Following is the statement from Tk’emlúps te Secwépemc regarding the discovery of the graves of 215 students who attended Kamloops Indian Residential School:
It is with a heavy heart that Tk’emlúps te Secwépemc Kukpi7 (Chief) Rosanne Casimir confirms an unthinkable loss that was spoken about but never documented by the Kamloops Indian Residential School.
This past weekend, with the help of a ground penetrating radar specialist, the stark truth of the preliminary findings came to light – the confirmation of the remains of 215 children who were students of the Kamloops Indian Residential School.
Tk’emlúps te Secwépemc is the home community of the Kamloops Indian Residential School which was the largest school in the Indian Affairs residential school system. As such, Tk’emlúps te Secwépemc Leadership acknowledges their responsibility to caretake for these lost children.
“We had a knowing in our community that we were able to verify. To our knowledge, these missing children are undocumented deaths,” stated Kukpi7 Rosanne Casimir.
“Some were as young as three years old.

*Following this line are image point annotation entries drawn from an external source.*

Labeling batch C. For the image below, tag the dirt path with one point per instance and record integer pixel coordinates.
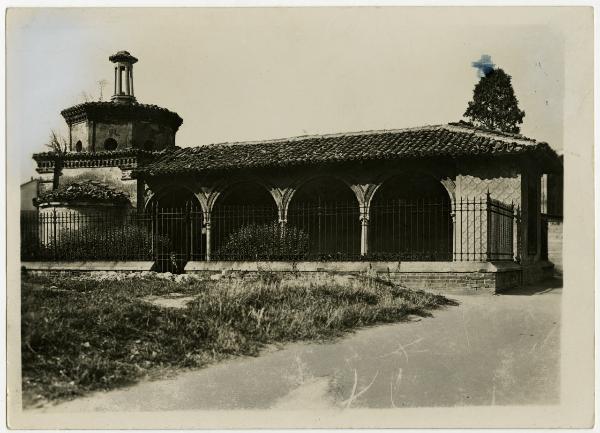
(489, 350)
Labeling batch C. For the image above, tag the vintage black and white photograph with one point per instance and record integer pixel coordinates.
(300, 211)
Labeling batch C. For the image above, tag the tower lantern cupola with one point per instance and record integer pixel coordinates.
(123, 77)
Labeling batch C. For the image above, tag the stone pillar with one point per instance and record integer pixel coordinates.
(126, 69)
(131, 79)
(454, 243)
(208, 237)
(364, 231)
(119, 84)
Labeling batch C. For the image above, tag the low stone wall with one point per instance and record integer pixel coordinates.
(536, 272)
(443, 277)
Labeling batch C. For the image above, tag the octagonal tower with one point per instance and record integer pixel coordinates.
(122, 123)
(108, 139)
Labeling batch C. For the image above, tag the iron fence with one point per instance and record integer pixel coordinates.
(415, 230)
(332, 229)
(424, 230)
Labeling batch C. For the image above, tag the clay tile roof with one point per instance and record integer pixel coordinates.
(451, 140)
(88, 191)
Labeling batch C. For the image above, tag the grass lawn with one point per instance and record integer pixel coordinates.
(81, 334)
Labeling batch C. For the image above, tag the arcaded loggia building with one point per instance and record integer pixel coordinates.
(431, 207)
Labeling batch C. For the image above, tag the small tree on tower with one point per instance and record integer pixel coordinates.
(494, 105)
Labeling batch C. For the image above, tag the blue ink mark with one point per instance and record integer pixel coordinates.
(484, 65)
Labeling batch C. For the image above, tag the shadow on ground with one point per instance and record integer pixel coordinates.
(546, 286)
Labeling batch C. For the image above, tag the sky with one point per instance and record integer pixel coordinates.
(237, 74)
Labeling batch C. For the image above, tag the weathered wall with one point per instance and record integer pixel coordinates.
(79, 132)
(502, 181)
(161, 136)
(127, 134)
(58, 221)
(29, 191)
(555, 234)
(122, 132)
(112, 176)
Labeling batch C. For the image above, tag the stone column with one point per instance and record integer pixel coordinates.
(208, 240)
(119, 83)
(364, 231)
(126, 69)
(454, 237)
(131, 79)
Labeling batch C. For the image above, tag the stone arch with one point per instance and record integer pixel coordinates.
(327, 209)
(242, 214)
(110, 144)
(149, 145)
(410, 218)
(177, 219)
(287, 194)
(448, 184)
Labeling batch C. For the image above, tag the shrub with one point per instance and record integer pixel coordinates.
(265, 242)
(115, 242)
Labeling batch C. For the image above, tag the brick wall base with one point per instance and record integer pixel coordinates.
(443, 277)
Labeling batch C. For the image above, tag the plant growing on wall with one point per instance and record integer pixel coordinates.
(265, 242)
(494, 105)
(59, 146)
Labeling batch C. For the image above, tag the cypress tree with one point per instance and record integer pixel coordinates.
(494, 105)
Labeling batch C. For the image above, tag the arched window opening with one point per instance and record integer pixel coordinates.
(177, 226)
(110, 144)
(410, 220)
(245, 225)
(326, 210)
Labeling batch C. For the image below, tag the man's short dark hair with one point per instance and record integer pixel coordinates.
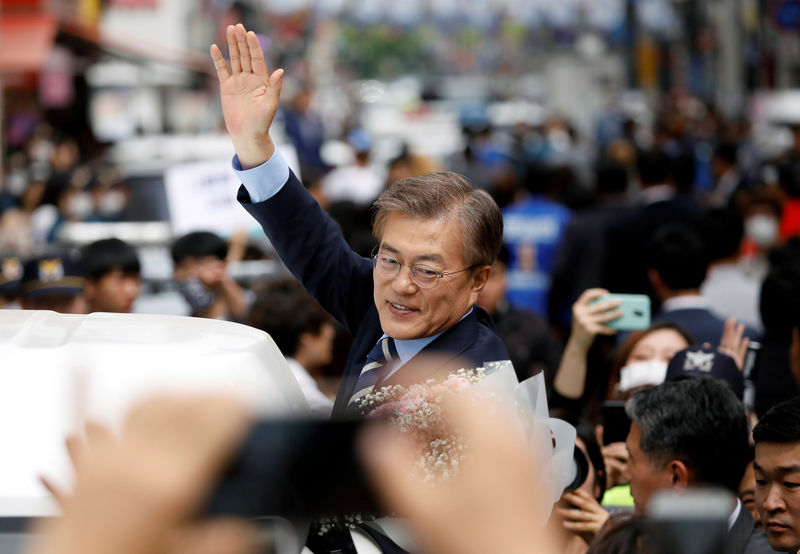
(199, 244)
(285, 310)
(679, 256)
(697, 421)
(722, 232)
(103, 256)
(781, 423)
(446, 194)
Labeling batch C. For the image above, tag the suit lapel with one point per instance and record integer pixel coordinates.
(441, 356)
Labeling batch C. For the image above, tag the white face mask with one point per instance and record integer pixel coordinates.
(80, 206)
(762, 229)
(639, 374)
(17, 183)
(111, 203)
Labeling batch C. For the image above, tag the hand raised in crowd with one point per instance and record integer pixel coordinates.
(588, 318)
(586, 518)
(139, 495)
(733, 342)
(587, 322)
(482, 508)
(615, 457)
(249, 94)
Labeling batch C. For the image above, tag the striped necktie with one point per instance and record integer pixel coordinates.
(380, 359)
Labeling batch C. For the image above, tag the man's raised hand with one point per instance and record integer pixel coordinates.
(249, 94)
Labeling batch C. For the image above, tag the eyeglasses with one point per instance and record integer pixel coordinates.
(425, 277)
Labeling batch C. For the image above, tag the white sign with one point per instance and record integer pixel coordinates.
(202, 197)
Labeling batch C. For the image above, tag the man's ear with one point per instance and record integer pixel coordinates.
(681, 475)
(480, 276)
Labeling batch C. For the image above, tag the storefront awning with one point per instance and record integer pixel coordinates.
(25, 41)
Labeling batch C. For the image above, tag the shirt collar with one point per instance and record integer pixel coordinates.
(407, 349)
(735, 514)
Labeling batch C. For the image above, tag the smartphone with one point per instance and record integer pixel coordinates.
(694, 521)
(635, 311)
(296, 468)
(616, 423)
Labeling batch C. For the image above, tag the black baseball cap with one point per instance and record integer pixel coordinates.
(57, 274)
(697, 361)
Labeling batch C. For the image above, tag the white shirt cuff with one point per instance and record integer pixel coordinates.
(264, 181)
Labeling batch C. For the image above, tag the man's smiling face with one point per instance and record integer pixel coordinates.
(408, 311)
(777, 492)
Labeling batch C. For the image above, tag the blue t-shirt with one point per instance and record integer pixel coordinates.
(533, 230)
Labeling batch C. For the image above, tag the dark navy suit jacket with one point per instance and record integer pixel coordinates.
(311, 245)
(703, 325)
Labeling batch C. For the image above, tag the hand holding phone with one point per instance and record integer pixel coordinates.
(634, 311)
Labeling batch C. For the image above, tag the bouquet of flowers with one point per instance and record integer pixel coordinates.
(418, 412)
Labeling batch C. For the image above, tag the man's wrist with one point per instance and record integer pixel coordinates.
(253, 153)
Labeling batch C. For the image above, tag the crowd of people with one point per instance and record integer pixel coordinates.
(684, 211)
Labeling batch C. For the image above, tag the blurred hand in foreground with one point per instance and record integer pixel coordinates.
(140, 494)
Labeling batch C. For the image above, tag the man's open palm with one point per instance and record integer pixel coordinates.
(248, 92)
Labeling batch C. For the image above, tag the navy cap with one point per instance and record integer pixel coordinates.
(10, 275)
(697, 361)
(52, 275)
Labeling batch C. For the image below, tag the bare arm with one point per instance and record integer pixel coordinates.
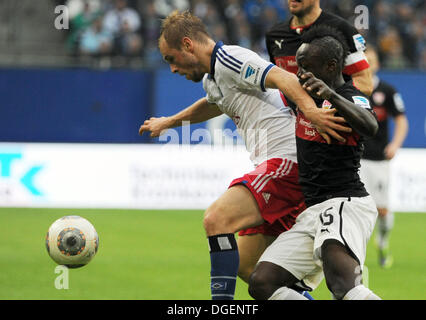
(325, 121)
(363, 80)
(399, 135)
(199, 111)
(362, 120)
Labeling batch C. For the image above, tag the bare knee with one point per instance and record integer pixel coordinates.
(267, 278)
(342, 272)
(382, 212)
(260, 288)
(215, 221)
(244, 272)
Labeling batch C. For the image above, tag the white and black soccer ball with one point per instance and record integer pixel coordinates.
(72, 241)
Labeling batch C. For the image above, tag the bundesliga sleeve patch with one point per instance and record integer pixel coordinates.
(359, 42)
(251, 73)
(361, 101)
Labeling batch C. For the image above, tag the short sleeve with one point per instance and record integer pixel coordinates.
(356, 60)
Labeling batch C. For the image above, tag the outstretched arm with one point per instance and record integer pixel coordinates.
(362, 120)
(324, 120)
(399, 135)
(199, 111)
(363, 81)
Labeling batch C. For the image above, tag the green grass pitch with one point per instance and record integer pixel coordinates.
(163, 255)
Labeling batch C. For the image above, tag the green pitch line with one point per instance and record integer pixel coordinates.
(163, 255)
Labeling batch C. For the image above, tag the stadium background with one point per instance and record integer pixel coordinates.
(69, 144)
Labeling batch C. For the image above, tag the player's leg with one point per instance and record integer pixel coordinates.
(236, 209)
(384, 226)
(270, 281)
(342, 273)
(341, 243)
(251, 247)
(287, 264)
(375, 176)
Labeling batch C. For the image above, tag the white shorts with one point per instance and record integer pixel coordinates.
(348, 220)
(375, 176)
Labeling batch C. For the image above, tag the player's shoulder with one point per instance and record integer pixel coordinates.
(385, 87)
(278, 29)
(336, 21)
(353, 94)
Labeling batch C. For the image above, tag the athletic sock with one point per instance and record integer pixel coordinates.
(385, 225)
(306, 294)
(285, 293)
(360, 292)
(225, 260)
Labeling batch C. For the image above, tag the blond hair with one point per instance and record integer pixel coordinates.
(178, 25)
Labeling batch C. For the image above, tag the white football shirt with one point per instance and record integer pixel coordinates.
(237, 86)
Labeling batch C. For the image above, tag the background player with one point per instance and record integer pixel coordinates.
(236, 82)
(331, 235)
(387, 103)
(283, 40)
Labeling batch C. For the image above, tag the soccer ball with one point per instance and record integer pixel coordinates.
(72, 241)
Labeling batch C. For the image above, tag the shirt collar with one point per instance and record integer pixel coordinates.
(213, 58)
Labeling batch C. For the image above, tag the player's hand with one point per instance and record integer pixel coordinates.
(157, 126)
(314, 86)
(390, 151)
(328, 125)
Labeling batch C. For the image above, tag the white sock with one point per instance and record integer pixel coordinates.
(360, 292)
(385, 225)
(285, 293)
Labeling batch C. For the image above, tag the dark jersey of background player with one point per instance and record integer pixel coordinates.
(386, 103)
(283, 40)
(330, 170)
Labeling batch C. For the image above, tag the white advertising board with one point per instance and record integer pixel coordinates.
(153, 176)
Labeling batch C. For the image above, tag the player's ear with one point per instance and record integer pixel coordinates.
(187, 44)
(332, 65)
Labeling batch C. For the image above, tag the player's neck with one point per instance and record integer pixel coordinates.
(306, 19)
(205, 55)
(337, 82)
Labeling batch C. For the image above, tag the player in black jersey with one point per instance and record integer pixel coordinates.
(284, 38)
(331, 235)
(375, 165)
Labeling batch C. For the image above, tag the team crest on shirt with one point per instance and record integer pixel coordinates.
(361, 101)
(279, 43)
(359, 42)
(250, 73)
(378, 98)
(326, 104)
(236, 120)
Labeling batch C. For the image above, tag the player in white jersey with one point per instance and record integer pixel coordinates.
(262, 203)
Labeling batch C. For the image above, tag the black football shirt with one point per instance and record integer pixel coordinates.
(330, 170)
(387, 103)
(282, 42)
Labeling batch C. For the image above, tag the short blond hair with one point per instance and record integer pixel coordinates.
(183, 24)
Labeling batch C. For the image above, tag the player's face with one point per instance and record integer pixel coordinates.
(373, 60)
(301, 7)
(308, 62)
(182, 62)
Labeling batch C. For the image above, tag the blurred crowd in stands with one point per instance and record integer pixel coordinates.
(130, 28)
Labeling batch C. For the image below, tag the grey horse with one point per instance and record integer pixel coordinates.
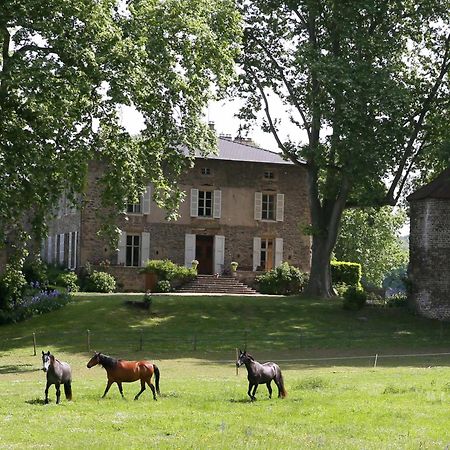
(58, 372)
(261, 374)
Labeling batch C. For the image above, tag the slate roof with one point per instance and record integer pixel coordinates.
(438, 188)
(238, 151)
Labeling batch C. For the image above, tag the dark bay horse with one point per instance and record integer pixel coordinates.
(58, 372)
(261, 374)
(121, 371)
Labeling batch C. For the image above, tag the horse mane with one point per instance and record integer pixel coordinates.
(107, 361)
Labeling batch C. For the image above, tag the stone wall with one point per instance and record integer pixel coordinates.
(429, 266)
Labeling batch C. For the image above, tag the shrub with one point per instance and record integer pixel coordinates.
(354, 299)
(35, 270)
(163, 286)
(397, 300)
(283, 280)
(12, 286)
(347, 273)
(69, 280)
(100, 282)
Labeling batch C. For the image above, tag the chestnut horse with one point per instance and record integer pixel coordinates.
(121, 371)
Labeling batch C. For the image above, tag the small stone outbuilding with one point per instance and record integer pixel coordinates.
(429, 244)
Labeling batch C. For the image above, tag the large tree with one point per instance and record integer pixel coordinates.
(366, 83)
(66, 70)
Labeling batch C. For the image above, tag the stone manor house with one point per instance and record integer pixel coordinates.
(245, 204)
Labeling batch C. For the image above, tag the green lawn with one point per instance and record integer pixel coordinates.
(335, 403)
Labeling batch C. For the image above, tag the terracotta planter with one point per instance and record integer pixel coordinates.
(150, 281)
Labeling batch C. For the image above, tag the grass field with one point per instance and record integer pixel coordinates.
(334, 403)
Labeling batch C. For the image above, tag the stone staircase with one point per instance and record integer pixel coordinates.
(209, 284)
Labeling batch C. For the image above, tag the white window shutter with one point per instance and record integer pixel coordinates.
(278, 251)
(69, 251)
(219, 253)
(258, 206)
(122, 248)
(75, 250)
(61, 248)
(280, 207)
(189, 249)
(146, 200)
(49, 249)
(145, 248)
(217, 204)
(256, 253)
(194, 202)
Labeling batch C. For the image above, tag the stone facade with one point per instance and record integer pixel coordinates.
(233, 232)
(429, 241)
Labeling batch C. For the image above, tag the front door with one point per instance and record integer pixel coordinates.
(204, 254)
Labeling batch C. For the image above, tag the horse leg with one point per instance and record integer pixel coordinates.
(152, 388)
(269, 388)
(141, 391)
(58, 392)
(46, 392)
(254, 391)
(108, 385)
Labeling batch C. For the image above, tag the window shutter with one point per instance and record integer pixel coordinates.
(258, 206)
(145, 248)
(256, 253)
(219, 254)
(61, 248)
(278, 251)
(147, 197)
(217, 205)
(122, 248)
(194, 203)
(189, 249)
(49, 249)
(280, 207)
(69, 251)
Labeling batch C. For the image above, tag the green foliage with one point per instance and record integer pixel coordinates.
(167, 270)
(69, 280)
(163, 286)
(354, 299)
(35, 270)
(65, 64)
(371, 237)
(346, 272)
(12, 285)
(99, 282)
(283, 280)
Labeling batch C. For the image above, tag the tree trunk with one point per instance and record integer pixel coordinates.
(319, 284)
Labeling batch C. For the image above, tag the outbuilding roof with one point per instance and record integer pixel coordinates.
(240, 151)
(438, 188)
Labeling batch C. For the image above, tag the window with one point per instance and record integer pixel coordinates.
(134, 208)
(268, 207)
(133, 245)
(205, 203)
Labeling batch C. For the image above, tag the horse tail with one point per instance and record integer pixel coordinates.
(156, 371)
(281, 389)
(68, 390)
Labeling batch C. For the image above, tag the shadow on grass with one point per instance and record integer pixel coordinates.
(210, 328)
(18, 368)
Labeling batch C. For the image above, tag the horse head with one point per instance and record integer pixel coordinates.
(94, 360)
(47, 360)
(243, 358)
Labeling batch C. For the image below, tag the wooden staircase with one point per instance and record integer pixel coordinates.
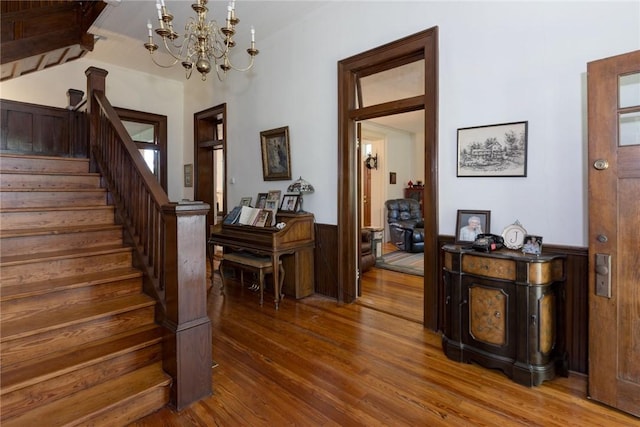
(78, 342)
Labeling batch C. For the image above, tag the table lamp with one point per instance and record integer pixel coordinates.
(301, 187)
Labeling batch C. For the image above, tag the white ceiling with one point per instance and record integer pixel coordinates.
(121, 32)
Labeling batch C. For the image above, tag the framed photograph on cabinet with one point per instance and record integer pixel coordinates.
(261, 199)
(493, 151)
(276, 155)
(290, 203)
(471, 223)
(532, 245)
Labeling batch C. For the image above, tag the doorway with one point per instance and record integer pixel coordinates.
(614, 236)
(210, 175)
(353, 107)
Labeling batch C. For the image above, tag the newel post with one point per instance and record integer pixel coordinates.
(187, 346)
(96, 81)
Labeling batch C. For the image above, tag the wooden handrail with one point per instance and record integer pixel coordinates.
(169, 241)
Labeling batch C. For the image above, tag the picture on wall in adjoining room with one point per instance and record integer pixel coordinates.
(493, 151)
(471, 223)
(188, 175)
(276, 155)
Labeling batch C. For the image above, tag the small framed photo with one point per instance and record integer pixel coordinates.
(470, 223)
(276, 155)
(290, 203)
(532, 244)
(274, 195)
(261, 199)
(493, 151)
(188, 175)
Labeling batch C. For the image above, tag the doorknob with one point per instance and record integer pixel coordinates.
(601, 164)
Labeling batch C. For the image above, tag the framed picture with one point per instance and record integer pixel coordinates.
(274, 195)
(261, 199)
(532, 245)
(494, 150)
(276, 156)
(188, 175)
(272, 206)
(290, 203)
(471, 223)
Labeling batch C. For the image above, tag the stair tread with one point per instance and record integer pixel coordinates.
(24, 290)
(26, 373)
(56, 208)
(65, 316)
(68, 253)
(57, 230)
(54, 190)
(53, 173)
(101, 398)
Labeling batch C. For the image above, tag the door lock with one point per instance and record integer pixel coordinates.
(603, 275)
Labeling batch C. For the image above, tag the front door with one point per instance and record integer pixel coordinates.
(614, 231)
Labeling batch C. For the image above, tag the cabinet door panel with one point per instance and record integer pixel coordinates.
(488, 314)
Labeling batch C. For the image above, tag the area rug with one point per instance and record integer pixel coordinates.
(404, 262)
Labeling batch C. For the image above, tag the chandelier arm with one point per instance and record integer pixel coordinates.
(165, 66)
(247, 68)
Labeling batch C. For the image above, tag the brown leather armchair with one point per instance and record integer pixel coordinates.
(406, 226)
(367, 257)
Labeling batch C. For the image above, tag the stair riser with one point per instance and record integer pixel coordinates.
(131, 410)
(44, 164)
(38, 271)
(10, 180)
(56, 218)
(58, 387)
(58, 242)
(75, 335)
(24, 307)
(46, 199)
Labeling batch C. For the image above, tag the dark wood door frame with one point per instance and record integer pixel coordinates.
(210, 134)
(423, 45)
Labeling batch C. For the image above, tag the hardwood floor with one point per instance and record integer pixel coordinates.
(315, 362)
(394, 293)
(398, 294)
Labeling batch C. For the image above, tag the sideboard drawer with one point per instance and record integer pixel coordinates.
(489, 267)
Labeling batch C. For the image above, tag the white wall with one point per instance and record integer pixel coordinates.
(499, 62)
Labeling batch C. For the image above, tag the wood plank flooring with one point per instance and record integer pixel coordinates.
(315, 362)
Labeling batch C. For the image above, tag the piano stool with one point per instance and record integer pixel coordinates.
(261, 265)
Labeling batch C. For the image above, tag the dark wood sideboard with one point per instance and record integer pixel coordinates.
(503, 310)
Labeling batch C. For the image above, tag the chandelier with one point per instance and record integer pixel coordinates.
(203, 44)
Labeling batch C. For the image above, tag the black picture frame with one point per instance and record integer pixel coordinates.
(276, 154)
(290, 203)
(498, 150)
(261, 200)
(532, 245)
(463, 233)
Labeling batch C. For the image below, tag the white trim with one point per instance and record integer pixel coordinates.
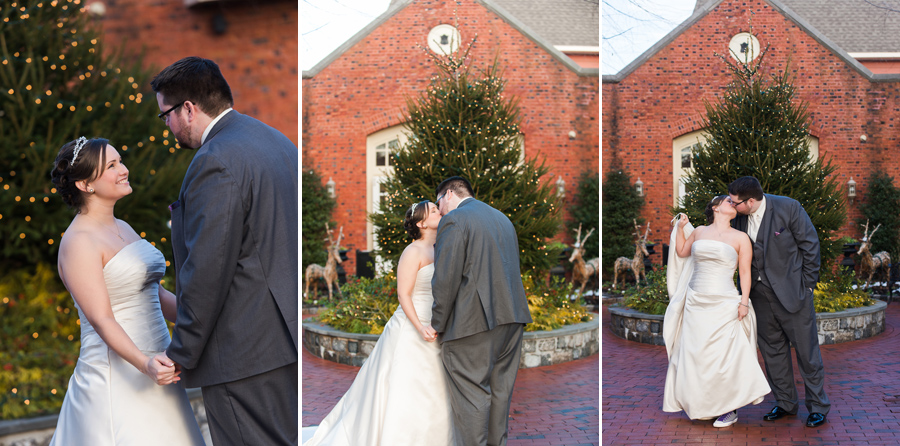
(875, 55)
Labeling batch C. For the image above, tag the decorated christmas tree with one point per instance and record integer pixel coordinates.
(59, 84)
(317, 206)
(760, 128)
(463, 124)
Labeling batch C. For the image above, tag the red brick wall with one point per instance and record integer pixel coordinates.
(257, 53)
(663, 99)
(365, 90)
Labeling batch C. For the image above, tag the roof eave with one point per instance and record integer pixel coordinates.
(780, 7)
(490, 5)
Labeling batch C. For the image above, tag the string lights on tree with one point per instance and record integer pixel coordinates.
(463, 125)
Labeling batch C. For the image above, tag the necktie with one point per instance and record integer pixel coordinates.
(753, 226)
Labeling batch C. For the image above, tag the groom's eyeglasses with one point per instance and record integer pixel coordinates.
(165, 114)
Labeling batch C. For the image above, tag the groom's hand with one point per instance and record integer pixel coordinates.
(428, 333)
(162, 370)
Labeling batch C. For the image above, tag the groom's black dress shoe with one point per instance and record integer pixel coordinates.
(777, 413)
(815, 420)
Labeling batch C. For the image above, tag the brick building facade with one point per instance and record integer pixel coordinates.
(354, 99)
(254, 44)
(653, 109)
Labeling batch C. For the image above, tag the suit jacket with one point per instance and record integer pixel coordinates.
(477, 283)
(234, 236)
(786, 251)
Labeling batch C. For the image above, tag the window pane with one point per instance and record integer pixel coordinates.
(686, 158)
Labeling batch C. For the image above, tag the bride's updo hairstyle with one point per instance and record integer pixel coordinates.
(710, 213)
(415, 214)
(73, 165)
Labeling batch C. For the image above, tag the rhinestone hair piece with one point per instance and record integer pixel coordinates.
(79, 144)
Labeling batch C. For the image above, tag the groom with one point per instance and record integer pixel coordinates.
(234, 236)
(784, 272)
(479, 310)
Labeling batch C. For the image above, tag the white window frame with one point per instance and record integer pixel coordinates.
(694, 138)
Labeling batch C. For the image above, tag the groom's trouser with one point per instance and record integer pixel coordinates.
(482, 369)
(259, 410)
(777, 330)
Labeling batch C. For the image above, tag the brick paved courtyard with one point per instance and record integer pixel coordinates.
(552, 405)
(862, 379)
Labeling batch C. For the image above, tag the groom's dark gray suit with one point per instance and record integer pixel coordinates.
(480, 310)
(784, 271)
(234, 237)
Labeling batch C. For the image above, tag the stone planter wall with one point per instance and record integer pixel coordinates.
(38, 431)
(538, 348)
(834, 328)
(635, 326)
(851, 325)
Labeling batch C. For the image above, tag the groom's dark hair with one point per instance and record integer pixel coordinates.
(745, 188)
(197, 80)
(459, 185)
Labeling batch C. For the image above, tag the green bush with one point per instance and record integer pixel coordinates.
(369, 303)
(366, 307)
(41, 337)
(652, 297)
(585, 211)
(835, 292)
(550, 306)
(621, 208)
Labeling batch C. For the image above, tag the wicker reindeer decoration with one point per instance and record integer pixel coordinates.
(582, 271)
(329, 271)
(636, 264)
(870, 265)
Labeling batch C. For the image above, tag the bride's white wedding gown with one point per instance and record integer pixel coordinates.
(713, 366)
(108, 401)
(400, 395)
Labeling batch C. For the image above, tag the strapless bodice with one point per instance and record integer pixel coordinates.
(421, 297)
(714, 265)
(132, 280)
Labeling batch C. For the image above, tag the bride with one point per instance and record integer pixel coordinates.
(709, 327)
(118, 394)
(400, 395)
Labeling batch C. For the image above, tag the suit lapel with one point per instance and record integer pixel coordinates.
(765, 226)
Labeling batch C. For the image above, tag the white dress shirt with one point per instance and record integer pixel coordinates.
(211, 125)
(755, 219)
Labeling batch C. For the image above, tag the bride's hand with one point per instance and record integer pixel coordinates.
(428, 333)
(162, 370)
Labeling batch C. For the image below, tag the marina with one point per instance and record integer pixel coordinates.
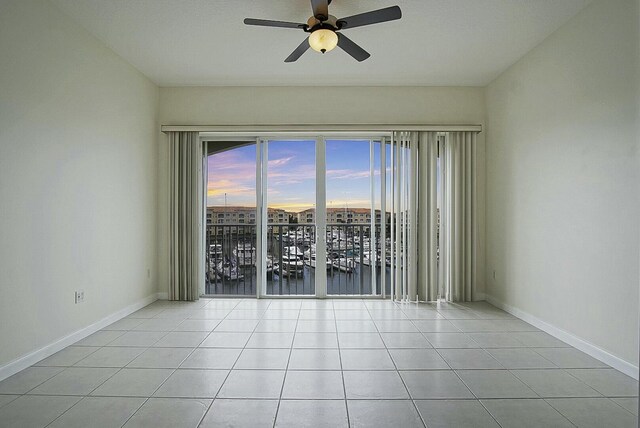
(291, 260)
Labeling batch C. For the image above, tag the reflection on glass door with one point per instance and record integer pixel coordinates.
(291, 230)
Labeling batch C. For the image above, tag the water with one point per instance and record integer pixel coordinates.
(357, 282)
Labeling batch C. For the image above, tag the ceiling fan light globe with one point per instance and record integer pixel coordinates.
(323, 40)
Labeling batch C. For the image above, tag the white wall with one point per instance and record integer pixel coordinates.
(78, 179)
(563, 208)
(313, 105)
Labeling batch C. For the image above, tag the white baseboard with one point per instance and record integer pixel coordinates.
(31, 358)
(575, 341)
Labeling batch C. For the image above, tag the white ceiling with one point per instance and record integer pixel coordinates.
(204, 42)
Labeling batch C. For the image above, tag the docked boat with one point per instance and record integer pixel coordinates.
(245, 253)
(228, 270)
(311, 261)
(344, 264)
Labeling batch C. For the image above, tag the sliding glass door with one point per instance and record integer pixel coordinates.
(290, 201)
(299, 217)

We sought out a way to confirm that knowing out of deepest respect and love for those lost children and their families, understanding that Tk’emlúps te Secwépemc is the final resting place of these children.”
This work was undertaken by the C7élksten̓ s re Secwépemc ne Ck̓ úl̓ tens ell ne Xqwelténs (Tk’emlúps te Secwépemc Language and Culture Department) with ceremonial Knowledge Keepers who ensured that the work was conducted respectfully in light of the serious nature of the investigation with cultural protocols being upheld.
Given that these lost loved ones are buried within the Tk’emlúps te Secwépemc community, and with all community members still grappling with the effects of residential school, Tk’emlúps te Secwépemc Chief and Council first reached out to their community members to make them aware of the situation, albeit that it is still developing.
Tk’emlúps te Secwépemc will continue to work with the ground penetrating radar specialist to complete the survey of the former Kamloops Indian Residential School grounds.
In undertaking this current investigation, Tk’emlúps te Secwépemc Chief and Council would like to acknowledge the preliminary work that was carried out in the early 2000’s. With access to the latest technology, the true accounting of the missing students will hopefully bring some peace and closure to those lives lost and their home communities.
Kukpi7 Rosanne Casimir stated, “We are thankful for the Pathway to Healing grant we received to undertake this important work. Given the size of the school, with up to 500 students registered and attending at any one time, we understand that this confirmed loss affects First Nations communities across British Columbia and beyond.
“We wish to ensure that our community members, as well as all home communities for the children who attended are duly informed. This is the beginning but, given the nature of this news, we felt it important to share immediately. At this time we have more questions than answers. We look forward to providing updates as they become available.”
Tk’emlúps te Secwépemc is following the necessary steps regarding these preliminary findings. This includes:
- Engaging with the coroner.
- Reaching out to the home communities who had children who attended the Kamloops Indian Residential School.
- Taking measures to ensure that the locations of the remains are protected.
- The Secwépemc Museum Archivist is working with the Royal British Columbia Museum, amongst others, to seek out any existing records of these deaths.
Please note that the Heritage Park is closed to the public and no one will be permitted on site for the duration of this sensitive work.
Tk’emlúps te Secwépemc expect to complete preliminary findings by mid- June and will be providing updates as they become available.
The City of Kamloops issued the following statement today, May 28, 2021.
The City of Kamloops sends its deepest sympathies to the Tk’emlúps te Secwépemc (TteS) and surrounding communities.
“This is tragic and absolutely devastating,” says Mayor Ken Christian. “We cannot begin to imagine the pain this discovery has caused, but we share your sorrow.”
The dark history of residential schools can never be forgotten. As a community, we must stand together to acknowledge this terrible past and the trauma it effected then and now. It is our responsibility to recognize the truths of this past and support reconciliation efforts.
We hope these young souls can finally rest in peace, though they will never be forgotten.
As always, the City of Kamloops stands with our friends and neighbours at TteS and offers our support.
This is a statement today from the Thompson-Nicola Regional District:
The Thompson-Nicola Regional District would like to express its sincere condolences to the Tk’emlúps te Secwépemc First Nation and those impacted by the recent discovery. We are devastated and deeply saddened by this news and want to offer our support and deepest sympathies to the community.
We acknowledge the shameful truths about residential schools and understand the importance of recognizing this history to foster greater truth and reconciliation in the future.